Troy Brown was convicted of raping a nine year old girl and sentenced to life in prison. A significant portion of the evidence at trial consisted of the testimony of an expert regarding DNA samples. The expert made two major mistakes. First she committed the “prosecutor’s fallacy.” The “prosecutor’s fallacy” “is the assumption that the random match probability is the same as the probability that the defendant was not the source of the DNA sample.” This erroneously allows the prosecutor or the expert to say that the odds that another person randomly chosen has the same DNA is the same as the odds of the accused being innocent.
Troy Brown has three brother. Two of them, like Troy live near him and the victim in Nevada. The second error made by the expert was to overestimate the chances of one of his brothers having the same DNA as found in the victim. She estimated that the odds of two brothers sharing the same DNA is 1 in 6500. The actual odds of two brothers having the same DNA is 1 in 263 and the odds of two out of four brothers having the same DNA is 1 in 66.
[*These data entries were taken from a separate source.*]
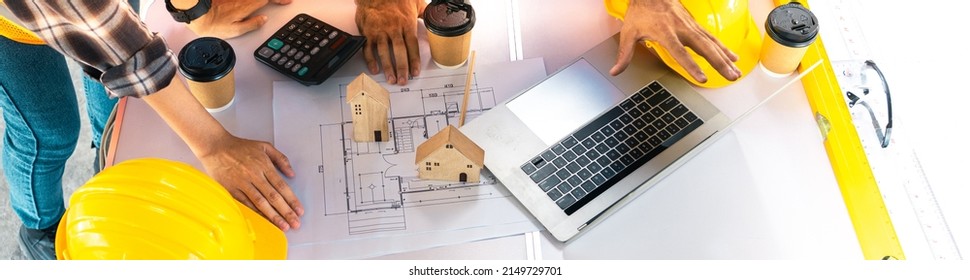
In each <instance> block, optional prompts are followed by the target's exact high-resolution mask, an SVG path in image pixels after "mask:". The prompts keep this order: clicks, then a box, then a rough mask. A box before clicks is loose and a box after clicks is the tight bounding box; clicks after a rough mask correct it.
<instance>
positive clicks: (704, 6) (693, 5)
mask: <svg viewBox="0 0 970 280" xmlns="http://www.w3.org/2000/svg"><path fill="white" fill-rule="evenodd" d="M605 1H606V11H607V12H608V13H609V14H610V15H611V16H613V17H615V18H618V19H620V20H622V19H623V17H624V16H625V15H626V9H627V7H628V6H629V0H605ZM681 3H682V4H683V5H684V8H686V9H687V11H688V12H690V14H691V16H693V17H694V20H695V21H697V24H698V25H700V26H701V27H703V28H704V29H705V30H707V32H710V33H711V35H714V37H715V38H717V39H718V40H719V41H721V43H722V44H724V45H725V46H727V47H728V48H729V49H731V51H733V52H734V53H735V54H737V55H738V61H737V62H735V65H736V66H737V67H738V69H740V70H741V77H744V76H745V75H747V74H748V73H751V70H753V69H754V67H755V66H757V65H758V58H759V57H760V52H761V42H762V41H761V31H760V30H758V25H757V24H755V22H754V18H752V17H751V13H750V12H749V11H748V1H747V0H681ZM646 44H647V47H649V48H653V49H654V50H656V52H657V55H658V56H660V59H661V60H663V62H664V63H666V64H667V66H669V67H670V68H671V69H673V70H674V71H676V72H677V73H679V74H680V75H681V76H683V77H684V78H685V79H687V80H688V81H690V82H691V83H693V84H695V85H697V86H700V87H706V88H718V87H723V86H726V85H729V84H731V83H732V82H731V81H729V80H727V79H725V78H724V77H723V76H721V74H720V73H718V72H717V70H715V69H714V67H713V66H711V64H710V63H708V62H707V60H705V59H704V58H703V57H701V56H700V55H698V54H697V53H695V52H694V50H691V49H690V48H688V49H687V52H689V53H690V55H691V57H692V58H693V59H694V62H696V63H697V65H698V66H700V68H701V70H702V71H704V75H706V76H707V82H706V83H700V82H698V81H697V80H694V78H693V77H691V75H690V73H688V72H687V70H686V69H684V67H683V66H680V63H677V61H676V60H675V59H674V57H673V56H671V55H670V53H668V52H667V50H666V49H664V48H663V47H661V46H660V45H659V44H656V43H654V42H650V41H648V42H647V43H646ZM739 79H740V78H739Z"/></svg>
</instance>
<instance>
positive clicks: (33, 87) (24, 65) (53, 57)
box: [0, 0, 138, 229]
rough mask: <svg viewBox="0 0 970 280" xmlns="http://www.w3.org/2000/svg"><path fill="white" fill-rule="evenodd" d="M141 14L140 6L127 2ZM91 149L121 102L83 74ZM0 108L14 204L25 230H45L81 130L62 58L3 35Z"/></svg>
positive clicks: (3, 169)
mask: <svg viewBox="0 0 970 280" xmlns="http://www.w3.org/2000/svg"><path fill="white" fill-rule="evenodd" d="M128 2H129V4H130V5H131V6H132V7H133V8H134V10H135V11H138V1H137V0H129V1H128ZM83 79H84V80H83V81H84V90H85V97H86V99H87V109H88V119H89V121H90V122H91V129H92V136H93V141H94V142H93V143H92V144H93V145H92V146H93V147H96V148H97V147H98V146H100V144H101V134H102V132H103V130H104V127H105V124H106V122H107V119H108V116H109V115H110V113H111V110H112V109H113V108H114V106H115V104H116V103H117V99H114V98H109V97H108V94H107V93H106V92H105V89H104V86H102V85H101V83H99V82H97V81H95V80H93V79H91V78H89V77H87V75H84V78H83ZM0 109H3V118H4V122H5V123H6V129H5V131H4V135H3V141H4V146H3V155H2V161H3V162H2V164H3V171H4V176H6V179H7V183H8V185H9V186H10V204H11V206H12V207H13V209H14V212H15V213H16V214H17V216H18V217H20V220H21V221H22V222H23V224H24V226H25V227H27V228H31V229H44V228H48V227H51V226H53V225H55V224H57V222H59V221H60V219H61V216H63V215H64V193H63V191H62V182H61V178H62V177H63V175H64V167H65V164H66V163H67V159H68V158H69V157H70V156H71V154H72V153H73V152H74V147H75V146H76V145H77V141H78V135H79V133H80V129H81V120H80V113H79V109H78V101H77V94H76V92H75V89H74V84H73V82H72V80H71V76H70V72H69V70H68V68H67V63H66V62H65V60H64V56H63V55H61V54H60V53H58V52H57V51H55V50H54V49H51V48H50V47H48V46H37V45H26V44H21V43H17V42H14V41H11V40H9V39H7V38H6V37H3V36H0Z"/></svg>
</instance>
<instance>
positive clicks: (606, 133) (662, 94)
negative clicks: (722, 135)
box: [521, 81, 704, 215]
mask: <svg viewBox="0 0 970 280" xmlns="http://www.w3.org/2000/svg"><path fill="white" fill-rule="evenodd" d="M703 123H704V121H703V120H701V119H700V118H698V117H697V115H695V114H694V113H693V112H691V111H690V109H688V108H687V106H684V104H683V103H681V102H680V100H678V99H677V98H676V97H674V96H673V95H671V94H670V92H668V91H667V89H666V88H664V87H663V85H661V84H660V83H658V82H656V81H654V82H653V83H650V84H649V85H647V86H646V87H644V88H642V89H640V91H638V92H637V93H635V94H633V95H630V96H628V97H627V98H626V99H625V100H623V102H620V103H619V104H617V105H616V106H614V107H613V108H612V109H610V110H609V111H607V112H606V113H604V114H602V115H600V116H599V117H597V118H596V119H595V120H593V121H591V122H589V123H587V124H586V126H584V127H582V128H580V129H579V130H577V131H576V132H574V133H573V134H571V135H569V136H566V137H565V138H563V140H561V141H559V142H558V143H556V144H554V145H552V146H551V147H550V148H549V149H547V150H545V151H543V152H542V153H539V155H537V156H535V157H534V158H532V159H531V160H529V161H528V162H526V163H525V164H523V165H522V167H521V168H522V171H524V172H525V173H526V174H529V177H530V178H532V181H534V182H535V183H536V184H538V185H539V187H540V188H542V191H544V192H545V193H546V194H547V195H549V198H551V199H552V200H554V201H555V202H556V204H557V205H559V208H561V209H563V211H565V212H566V214H567V215H571V214H572V213H574V212H576V210H578V209H579V208H580V207H582V206H583V205H585V204H586V203H589V201H591V200H593V198H595V197H596V196H598V195H599V194H601V193H603V192H604V191H606V190H607V189H609V188H610V187H611V186H613V185H614V184H616V182H619V181H620V180H621V179H623V178H624V177H626V175H629V174H630V173H631V172H633V171H634V170H636V169H637V168H639V167H640V166H641V165H643V164H644V163H646V162H647V161H649V160H650V159H652V158H654V157H655V156H657V155H658V154H660V153H661V152H663V151H664V150H665V149H667V147H670V146H671V145H673V144H674V143H676V142H677V141H678V140H680V139H681V138H683V137H684V136H685V135H687V134H688V133H690V132H691V131H693V130H694V129H696V128H697V127H700V126H701V125H702V124H703Z"/></svg>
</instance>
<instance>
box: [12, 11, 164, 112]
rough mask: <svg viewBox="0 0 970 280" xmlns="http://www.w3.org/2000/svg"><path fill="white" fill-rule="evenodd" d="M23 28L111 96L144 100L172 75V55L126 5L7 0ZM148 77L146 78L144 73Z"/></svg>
mask: <svg viewBox="0 0 970 280" xmlns="http://www.w3.org/2000/svg"><path fill="white" fill-rule="evenodd" d="M4 2H5V4H7V7H8V8H10V11H11V12H12V13H14V14H15V15H16V16H17V17H18V18H19V19H20V20H21V21H22V23H23V25H24V26H25V27H27V28H28V29H30V30H31V31H33V32H34V33H36V34H37V35H38V36H40V37H41V38H42V39H44V41H46V42H47V44H48V45H49V46H50V47H52V48H54V49H55V50H57V51H58V52H61V53H63V54H64V55H65V56H66V57H68V58H71V59H73V60H76V61H78V62H80V63H81V64H82V65H86V66H88V67H85V72H87V73H88V74H89V75H91V76H93V77H94V78H96V79H98V80H100V81H101V82H102V83H103V84H104V85H105V87H107V88H108V91H109V92H110V93H111V94H112V95H115V96H145V95H148V94H151V93H153V92H156V91H158V90H160V89H162V88H164V87H166V86H168V84H169V82H170V81H171V80H172V77H173V76H175V59H174V55H173V54H172V52H171V51H169V50H168V48H167V47H166V46H165V42H164V40H162V38H161V37H158V36H155V35H154V34H152V33H151V32H149V31H148V29H147V28H146V27H145V25H144V24H142V23H141V21H140V20H139V19H138V15H137V14H135V13H134V11H132V10H131V9H130V7H129V6H128V4H127V3H126V2H124V1H120V0H112V1H104V0H35V1H26V0H6V1H4ZM146 74H148V75H146Z"/></svg>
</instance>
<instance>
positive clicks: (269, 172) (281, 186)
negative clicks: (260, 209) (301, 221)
mask: <svg viewBox="0 0 970 280" xmlns="http://www.w3.org/2000/svg"><path fill="white" fill-rule="evenodd" d="M265 175H266V180H267V181H268V182H269V183H270V185H271V186H273V189H274V190H275V193H277V194H279V195H280V196H282V198H283V201H284V202H285V203H286V206H287V207H286V208H289V209H292V210H293V214H294V215H293V216H291V217H287V221H289V222H290V224H294V222H295V223H296V226H295V227H296V228H299V223H300V218H299V216H303V203H300V199H299V198H297V197H296V193H294V192H293V189H291V188H290V186H289V185H288V184H286V181H284V180H283V177H280V176H279V174H277V173H276V172H275V171H274V172H269V173H266V174H265ZM274 205H275V204H274ZM286 208H284V209H286ZM277 209H279V208H277Z"/></svg>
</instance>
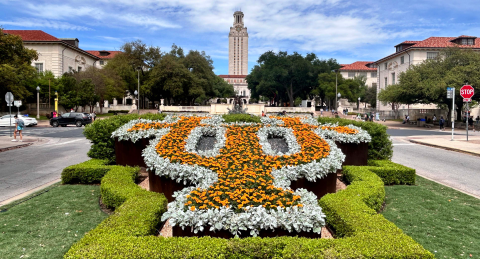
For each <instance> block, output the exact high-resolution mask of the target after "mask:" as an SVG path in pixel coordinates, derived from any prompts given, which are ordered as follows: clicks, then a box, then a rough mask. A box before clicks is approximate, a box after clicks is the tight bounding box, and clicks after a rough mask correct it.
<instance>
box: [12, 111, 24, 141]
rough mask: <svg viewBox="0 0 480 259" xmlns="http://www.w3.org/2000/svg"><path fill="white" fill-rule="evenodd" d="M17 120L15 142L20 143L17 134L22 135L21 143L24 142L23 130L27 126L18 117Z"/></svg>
mask: <svg viewBox="0 0 480 259" xmlns="http://www.w3.org/2000/svg"><path fill="white" fill-rule="evenodd" d="M14 118H15V131H13V139H12V141H13V142H16V141H18V140H17V132H18V135H20V142H23V135H22V130H23V127H24V126H25V122H24V121H23V120H22V119H19V118H18V116H17V115H15V116H14Z"/></svg>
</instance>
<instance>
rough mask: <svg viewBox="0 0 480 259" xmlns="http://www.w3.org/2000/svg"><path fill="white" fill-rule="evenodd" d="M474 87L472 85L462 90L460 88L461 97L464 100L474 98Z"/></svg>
mask: <svg viewBox="0 0 480 259" xmlns="http://www.w3.org/2000/svg"><path fill="white" fill-rule="evenodd" d="M473 94H474V92H473V87H472V86H471V85H464V86H462V88H460V95H461V96H462V97H463V98H464V99H470V98H472V97H473Z"/></svg>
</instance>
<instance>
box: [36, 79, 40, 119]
mask: <svg viewBox="0 0 480 259" xmlns="http://www.w3.org/2000/svg"><path fill="white" fill-rule="evenodd" d="M37 119H40V86H37Z"/></svg>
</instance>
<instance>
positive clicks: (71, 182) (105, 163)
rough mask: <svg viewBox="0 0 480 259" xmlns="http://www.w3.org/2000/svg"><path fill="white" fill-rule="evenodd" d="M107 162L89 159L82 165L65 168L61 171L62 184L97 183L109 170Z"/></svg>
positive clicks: (95, 159)
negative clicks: (61, 174) (61, 177)
mask: <svg viewBox="0 0 480 259" xmlns="http://www.w3.org/2000/svg"><path fill="white" fill-rule="evenodd" d="M107 163H108V161H107V160H101V159H90V160H88V161H85V162H83V163H80V164H77V165H72V166H69V167H66V168H65V169H63V171H62V184H74V183H82V184H92V183H99V182H100V180H102V177H103V176H104V175H105V174H106V173H107V172H108V171H109V170H110V167H109V166H107Z"/></svg>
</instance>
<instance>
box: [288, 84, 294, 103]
mask: <svg viewBox="0 0 480 259" xmlns="http://www.w3.org/2000/svg"><path fill="white" fill-rule="evenodd" d="M287 93H288V100H289V101H290V107H293V104H294V103H293V86H292V82H290V88H289V89H287Z"/></svg>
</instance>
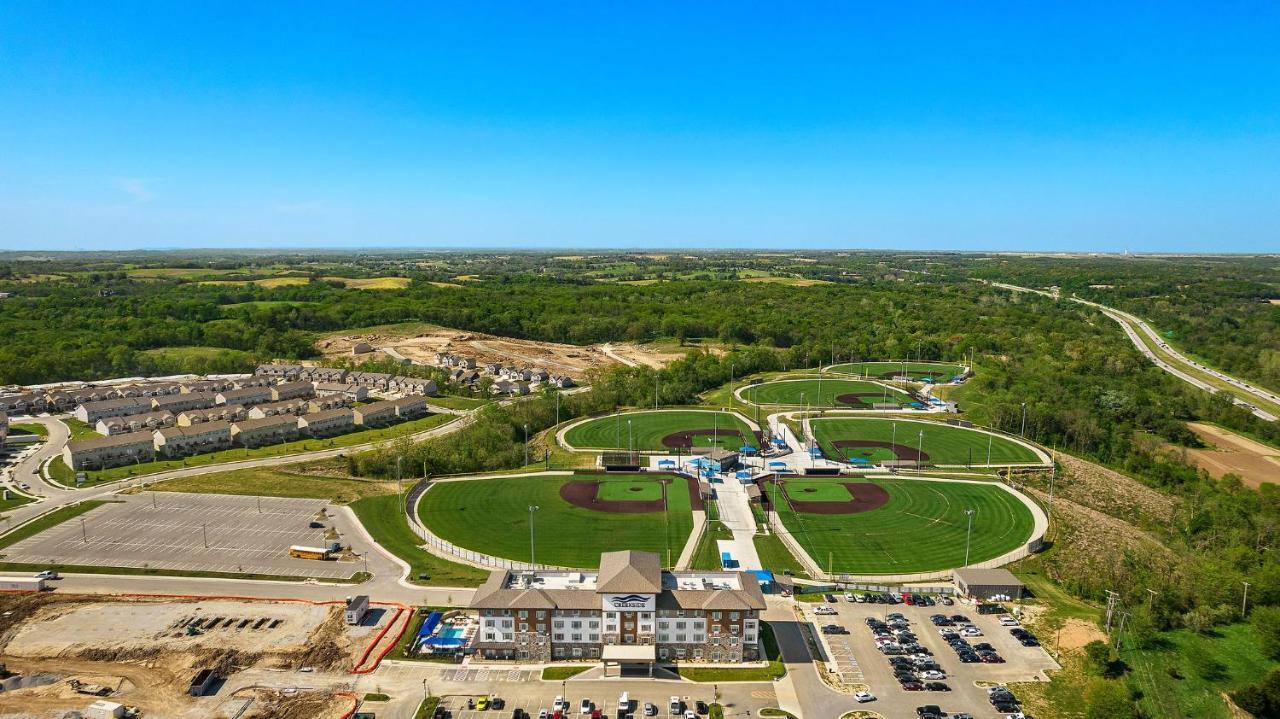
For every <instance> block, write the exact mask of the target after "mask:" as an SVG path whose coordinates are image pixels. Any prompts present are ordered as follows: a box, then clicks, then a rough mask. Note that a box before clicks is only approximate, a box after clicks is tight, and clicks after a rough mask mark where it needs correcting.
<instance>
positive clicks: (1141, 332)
mask: <svg viewBox="0 0 1280 719" xmlns="http://www.w3.org/2000/svg"><path fill="white" fill-rule="evenodd" d="M979 281H984V283H986V280H979ZM986 284H989V285H992V287H998V288H1001V289H1007V290H1011V292H1029V293H1033V294H1039V296H1043V297H1048V298H1051V299H1059V298H1060V297H1059V296H1057V294H1053V293H1051V292H1046V290H1042V289H1032V288H1029V287H1019V285H1014V284H1007V283H986ZM1070 301H1071V302H1076V303H1079V304H1085V306H1088V307H1093V308H1094V310H1098V311H1100V312H1102V313H1103V315H1106V316H1107V317H1110V319H1111V320H1115V321H1116V322H1117V324H1119V325H1120V328H1121V329H1123V330H1124V333H1125V336H1128V338H1129V342H1132V343H1133V345H1134V347H1137V348H1138V352H1142V353H1143V356H1146V357H1147V358H1148V359H1151V361H1152V363H1155V365H1156V366H1157V367H1160V368H1161V370H1164V371H1166V372H1169V374H1170V375H1174V376H1175V377H1178V379H1180V380H1183V381H1185V383H1187V384H1189V385H1192V386H1196V388H1199V389H1203V390H1204V391H1211V393H1216V391H1220V390H1219V388H1216V386H1213V385H1211V384H1208V383H1206V381H1204V380H1202V379H1199V377H1197V376H1194V375H1193V374H1190V372H1199V374H1202V375H1208V376H1211V377H1215V379H1217V380H1219V381H1224V383H1226V384H1229V385H1231V388H1234V389H1235V390H1238V391H1240V393H1244V394H1245V395H1247V397H1251V398H1254V399H1258V400H1262V402H1275V403H1280V395H1276V394H1275V393H1274V391H1271V390H1268V389H1263V388H1258V386H1256V385H1251V384H1249V383H1245V381H1244V380H1239V379H1236V377H1233V376H1231V375H1228V374H1225V372H1220V371H1217V370H1213V368H1211V367H1206V366H1204V365H1201V363H1199V362H1196V361H1194V359H1190V358H1188V357H1187V356H1184V354H1181V353H1180V352H1178V351H1176V349H1174V348H1171V347H1169V344H1166V343H1165V340H1164V339H1162V338H1161V336H1160V334H1157V333H1156V330H1153V329H1151V325H1148V324H1147V322H1146V321H1144V320H1142V319H1140V317H1138V316H1135V315H1130V313H1129V312H1124V311H1121V310H1116V308H1115V307H1107V306H1106V304H1100V303H1097V302H1089V301H1088V299H1083V298H1079V297H1071V298H1070ZM1139 331H1140V333H1142V334H1144V335H1146V336H1148V338H1151V340H1152V342H1155V343H1156V345H1157V347H1160V351H1161V352H1162V353H1165V356H1166V357H1169V358H1171V359H1172V361H1174V362H1172V363H1171V362H1167V361H1165V359H1164V358H1162V357H1160V356H1157V354H1156V353H1155V352H1152V349H1151V348H1149V347H1148V345H1147V343H1146V342H1143V339H1142V338H1140V336H1139V335H1138V333H1139ZM1175 363H1178V365H1180V366H1175ZM1231 400H1233V402H1234V403H1235V404H1238V406H1240V407H1245V408H1248V409H1249V411H1251V412H1253V415H1254V416H1256V417H1258V418H1260V420H1265V421H1267V422H1275V421H1276V420H1277V417H1276V416H1275V415H1274V413H1271V412H1267V411H1266V409H1262V408H1261V407H1257V406H1254V404H1253V403H1252V402H1248V400H1245V399H1243V398H1240V397H1239V395H1236V394H1234V393H1233V398H1231Z"/></svg>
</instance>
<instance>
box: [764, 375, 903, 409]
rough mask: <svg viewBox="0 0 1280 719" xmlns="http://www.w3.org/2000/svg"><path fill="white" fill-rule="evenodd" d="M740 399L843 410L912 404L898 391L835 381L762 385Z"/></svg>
mask: <svg viewBox="0 0 1280 719" xmlns="http://www.w3.org/2000/svg"><path fill="white" fill-rule="evenodd" d="M741 397H742V399H745V400H748V402H750V403H753V404H773V406H786V407H804V406H805V403H808V404H809V407H813V408H841V409H869V408H870V407H872V404H873V403H877V402H890V403H893V404H897V406H899V407H902V406H906V404H909V403H911V402H913V400H911V397H910V395H909V394H906V393H905V391H902V390H900V389H897V388H891V386H888V385H883V384H879V383H873V381H865V380H847V379H836V377H823V379H822V380H818V379H817V377H812V379H803V380H774V381H772V383H762V384H758V385H751V386H748V388H745V389H744V390H742V391H741Z"/></svg>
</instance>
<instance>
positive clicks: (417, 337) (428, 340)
mask: <svg viewBox="0 0 1280 719" xmlns="http://www.w3.org/2000/svg"><path fill="white" fill-rule="evenodd" d="M362 342H364V343H369V344H370V345H371V347H374V348H376V349H381V348H392V349H394V351H396V352H398V353H399V354H402V356H404V357H408V358H410V359H412V361H415V362H420V363H424V365H434V363H435V353H436V352H451V353H453V354H457V356H460V357H470V358H474V359H475V361H476V362H477V363H479V365H484V363H488V362H498V363H502V365H517V366H530V367H541V368H545V370H547V371H548V372H552V374H563V375H568V376H571V377H573V379H581V377H582V376H584V375H586V372H588V371H590V370H593V368H596V367H604V366H607V365H616V363H620V362H621V363H628V365H630V363H640V365H648V366H663V365H666V363H667V362H669V361H671V359H675V358H677V357H681V356H682V353H673V352H669V351H667V349H663V348H660V347H654V348H649V347H646V345H637V344H613V345H611V351H612V354H613V356H611V354H608V353H605V351H604V345H599V344H591V345H586V347H577V345H573V344H559V343H554V342H535V340H529V339H515V338H504V336H494V335H488V334H483V333H468V331H462V330H453V329H448V328H435V326H431V325H388V326H384V328H374V329H370V330H367V331H364V333H342V334H334V335H330V336H326V338H324V339H320V340H319V342H317V343H316V348H319V349H320V351H321V352H323V353H324V354H325V356H326V357H342V356H346V357H349V356H351V348H352V347H355V345H356V344H357V343H362Z"/></svg>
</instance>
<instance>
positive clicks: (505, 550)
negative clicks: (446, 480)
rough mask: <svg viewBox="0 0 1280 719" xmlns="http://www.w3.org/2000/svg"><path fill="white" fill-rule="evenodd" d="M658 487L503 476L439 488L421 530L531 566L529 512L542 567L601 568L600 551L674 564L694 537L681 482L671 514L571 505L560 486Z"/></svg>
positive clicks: (442, 486)
mask: <svg viewBox="0 0 1280 719" xmlns="http://www.w3.org/2000/svg"><path fill="white" fill-rule="evenodd" d="M641 480H643V481H648V482H654V484H657V482H658V481H659V480H658V478H655V477H649V476H641V475H595V476H584V475H577V476H575V477H557V476H552V477H502V478H477V480H466V481H449V482H436V484H435V485H433V486H431V489H429V490H428V491H426V494H424V495H422V499H421V503H420V507H419V509H420V519H421V522H422V525H424V526H426V527H430V528H431V531H433V532H434V533H435V535H436V536H439V537H440V539H444V540H447V541H451V542H453V544H456V545H458V546H462V548H466V549H471V550H475V551H479V553H484V554H489V555H493V557H502V558H506V559H516V560H524V562H527V560H529V551H530V546H529V536H530V531H529V522H530V512H529V508H530V507H534V505H536V507H539V509H538V512H536V514H535V516H534V519H532V521H534V530H535V532H534V533H535V539H534V541H535V545H536V546H535V549H536V559H538V562H539V563H545V564H554V565H562V567H582V568H591V567H596V565H598V564H599V562H600V553H602V551H612V550H622V549H635V550H640V551H655V553H658V554H659V555H660V557H662V559H663V562H664V563H666V564H667V565H669V564H671V563H672V562H675V560H676V559H677V558H678V557H680V553H681V550H682V549H684V546H685V542H686V541H687V540H689V533H690V532H691V531H692V510H691V509H690V500H689V490H687V486H686V485H685V482H684V481H682V480H677V481H673V482H671V484H668V485H667V491H666V495H667V505H666V510H657V512H603V510H598V509H588V508H585V507H577V505H573V504H570V503H568V502H567V500H564V499H563V498H562V496H561V486H562V485H564V484H566V482H573V481H599V482H612V481H622V482H636V481H641Z"/></svg>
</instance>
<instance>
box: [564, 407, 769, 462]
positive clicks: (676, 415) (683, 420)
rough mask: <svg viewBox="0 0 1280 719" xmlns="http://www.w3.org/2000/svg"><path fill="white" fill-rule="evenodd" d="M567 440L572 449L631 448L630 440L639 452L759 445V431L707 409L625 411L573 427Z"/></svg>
mask: <svg viewBox="0 0 1280 719" xmlns="http://www.w3.org/2000/svg"><path fill="white" fill-rule="evenodd" d="M564 441H566V444H568V445H570V448H571V449H627V448H628V443H630V448H631V449H634V450H636V452H676V450H677V449H682V450H689V448H690V446H704V448H705V446H721V448H724V449H739V448H741V446H744V445H751V446H758V445H759V443H758V441H756V439H755V434H754V432H753V431H751V429H750V427H749V426H748V425H746V422H744V421H742V420H741V417H739V416H737V415H732V413H728V412H712V411H703V409H659V411H643V412H623V413H618V415H612V416H608V417H598V418H595V420H588V421H585V422H580V423H577V425H573V426H572V427H570V429H568V431H566V432H564Z"/></svg>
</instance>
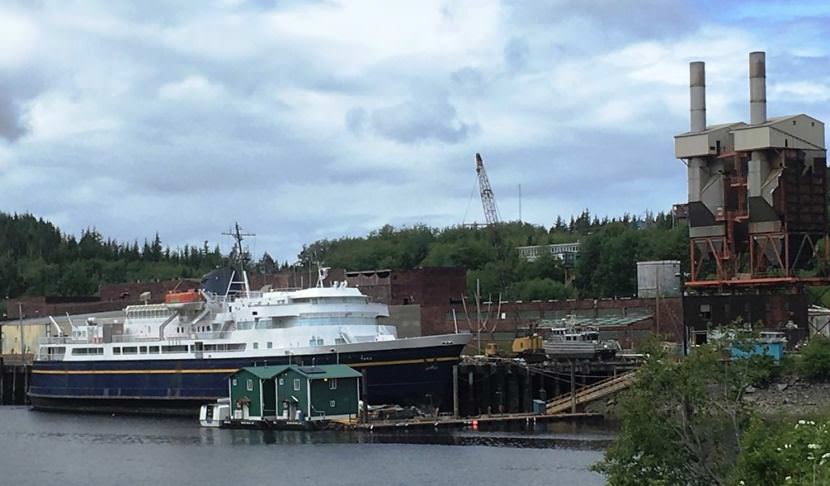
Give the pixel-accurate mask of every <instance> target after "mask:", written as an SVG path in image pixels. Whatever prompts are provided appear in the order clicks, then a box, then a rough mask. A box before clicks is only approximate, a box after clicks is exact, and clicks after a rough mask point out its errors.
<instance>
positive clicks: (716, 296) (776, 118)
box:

The Supreme Court said that the habeas could only be granted based upon the testimony at trial even if the evidence was unreliable or erroneous. But in any case even if the correct evidence had been submitted a reasonable jury could have convicted Brown. There was sufficient corroborating evidence when looked at it using only the evidence most favorable to the prosecutor which is the standard in post trial appeals where a jury has convicted the defendant.
The defendant also raised a due process claim challenging the reliability of the trial DNA evidence. But since that issue was ont raised at trial or on direct appeal the Supreme Court refused to hear it.